Bette jumped back, putting her hands up in defense as Olivia whirled around with fire in her eyes.

"I'm sick to death of hearing about Gregory. I don't care if he miraculously survived. I don't care if he's the best damn lawyer to ever walk the face of the Earth." Her breath shuddered through her chest. "He remembers you. He remembers Sean. He remembers how to win his bloody cases, but he doesn't remember me." "Bette he doesn't remember anything about me! He's supposed to be my husband first." Her last admission took all the energy she had. Bette could barely hear her through her tears as Olivia finished. "I need him."

"Hey- hey Livie." Bette wrapped her arms tightly around her friend the dam on Olivia's emotions finally broke open. "It's all right." She led them both back to the sofa and let her cry into her shoulder. "I want you to listen to me."

She stroked Olivia's head, surprised when the right words seemed to be on the tip of her tongue. "It was wrong of Gregory to lie to you. He should have told you the moment he woke up that his memory was all scrambled up."

Olivia wiped vainly at her tears and nodded weakly. "He should have been honest with me."

"Honey sometimes it's hardest to be honest with the people we love." Bette cupped her chin and turned to dig up a handkerchief out of her purse. "You might have to face the fact that he was afraid he was going to lose you."

Olivia opened her mouth to protest, but Bette hushed her with a finger over her lips. "Ah-ah, even Greggy-Poo occasionally succumbs to being human. He worries about losing you just as much as you worry about losing him."

"I find that rather hard to believe." Olivia argued petulantly as she sniffed away some of her tears.

"He loves you. He does nothing but mope without you. He can't stop talking about you. His head might be few candles short of a Christmas tree-" Bette patted her own chest for emphasis. "But his heart's in the right place. Gregory might not know what he's feeling, but you can bet that giant diamond he gave you that it's love."

"But what am I supposed to do with that?" Reeling on the edge of hysterics, Olivia crumpled up the handkerchief she had just been using until her fingers went white.

"What can you do with that?" Bette laughed, putting a hand over her mouth when she realized how inappropriate. She slapped Olivia's shoulder lightly . "How many times have you came to me and wished Gregory felt as bonkers about you as you do about him? Constantly, that's what."
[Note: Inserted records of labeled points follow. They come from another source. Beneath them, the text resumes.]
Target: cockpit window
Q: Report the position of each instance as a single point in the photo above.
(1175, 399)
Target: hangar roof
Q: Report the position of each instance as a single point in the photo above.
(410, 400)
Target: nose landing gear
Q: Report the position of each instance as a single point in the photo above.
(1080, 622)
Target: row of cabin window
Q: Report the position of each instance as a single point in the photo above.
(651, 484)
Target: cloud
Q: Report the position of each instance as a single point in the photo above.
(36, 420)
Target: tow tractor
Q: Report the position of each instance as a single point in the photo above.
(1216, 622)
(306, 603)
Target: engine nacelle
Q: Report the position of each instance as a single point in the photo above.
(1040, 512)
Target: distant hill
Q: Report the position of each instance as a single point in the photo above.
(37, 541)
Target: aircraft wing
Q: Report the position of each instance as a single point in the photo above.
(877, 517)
Looking past Olivia's shoulder at a picture of the Gregory and Olivia smiling at the camera, Bette realized the perfect irony of the situation. "You've both been wanting to start over. Put all of the past behind you. Now you can. For once in your marriage you can trust that Gregory loves you with all his heart. Not for what you were once, but for who you are now."
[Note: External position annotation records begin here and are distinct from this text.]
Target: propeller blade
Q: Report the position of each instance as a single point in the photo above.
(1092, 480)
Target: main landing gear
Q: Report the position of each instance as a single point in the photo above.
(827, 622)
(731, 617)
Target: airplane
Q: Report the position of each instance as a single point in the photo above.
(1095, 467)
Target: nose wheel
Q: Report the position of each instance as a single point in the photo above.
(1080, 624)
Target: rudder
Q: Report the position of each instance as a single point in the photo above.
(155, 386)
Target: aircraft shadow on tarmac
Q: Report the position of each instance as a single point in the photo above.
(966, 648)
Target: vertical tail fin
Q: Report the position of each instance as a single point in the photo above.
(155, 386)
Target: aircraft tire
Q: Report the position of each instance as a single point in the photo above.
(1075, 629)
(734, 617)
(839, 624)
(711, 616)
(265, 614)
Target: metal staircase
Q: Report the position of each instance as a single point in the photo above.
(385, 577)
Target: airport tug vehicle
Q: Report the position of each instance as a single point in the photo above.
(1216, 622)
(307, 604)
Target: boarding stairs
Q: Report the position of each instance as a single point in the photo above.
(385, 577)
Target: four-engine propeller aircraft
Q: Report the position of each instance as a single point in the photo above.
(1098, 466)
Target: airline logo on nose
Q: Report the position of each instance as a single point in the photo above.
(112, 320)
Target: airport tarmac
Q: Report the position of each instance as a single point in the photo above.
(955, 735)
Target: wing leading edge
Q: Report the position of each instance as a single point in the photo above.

"Livie," Bette dropped her hands dramatically to her lap. "What more could you want? You have to take him back."

Olivia sighed heavily, closing her eyes for a moment and wishing her head was clear enough to tell her what to do. "I want him too. God Bette, it's all I can think about. I can't do this without him. The house is too quiet. My bed's impossible to sleep in. I don't feel safe shutting the lights off by myself. And there's-" She dropped her hands to her belly helplessly. "I can't bring this baby into the world on my own. He's Gregory's son. He's what he wanted. He's the reason we're back together in the first place."

"Good reasons." Bette hugged her tightly, trying to squeeze some life back into her. "You missed the most important one however."

"Oh?"

"Having Gregory stay in our apartment has absolutely murdered my sex life."